Directional flow of solitons with asymmetric potential wells: Soliton diode

TL;DR

This paper investigates how asymmetric potential wells can create a diode-like effect for bright solitons, allowing them to propagate in one direction only within certain velocity ranges due to critical velocity thresholds.

Contribution

It demonstrates the existence of a soliton diode effect caused by asymmetric potential wells, highlighting the role of critical velocities and soliton speed reduction in directional propagation.

Findings

Solitons transmit or reflect depending on critical velocity thresholds.

Asymmetric potential wells enable unidirectional soliton propagation.

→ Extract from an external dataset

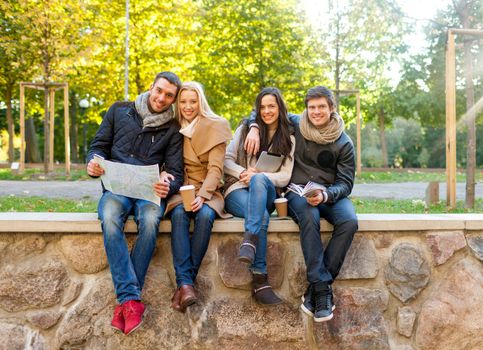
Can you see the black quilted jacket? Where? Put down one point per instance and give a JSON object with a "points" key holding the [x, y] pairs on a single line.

The diode effect arises from combined velocity transition and speed reduction mechanisms.

Abstract

We study the flow of bright solitons through two asymmetric potential wells. The scattering of a soliton by certain type of single potential wells, e.g., Gaussian or Rosen-Morse, is distinguished by a critical velocity above which solitons can transmit almost completely and below which solitons can reflect nearly perfectly. For two such wells in series with certain parameter combinations, we find that there is an appreciable velocity range for which solitons can propagate in one direction only. Our study shows that this directional propagation or diode behavior is due to a combined effect of the sharp transition in the transport coefficients at the critical velocity and a slight reduction in the center-of-mass speed of the soliton while it travels across a potential well.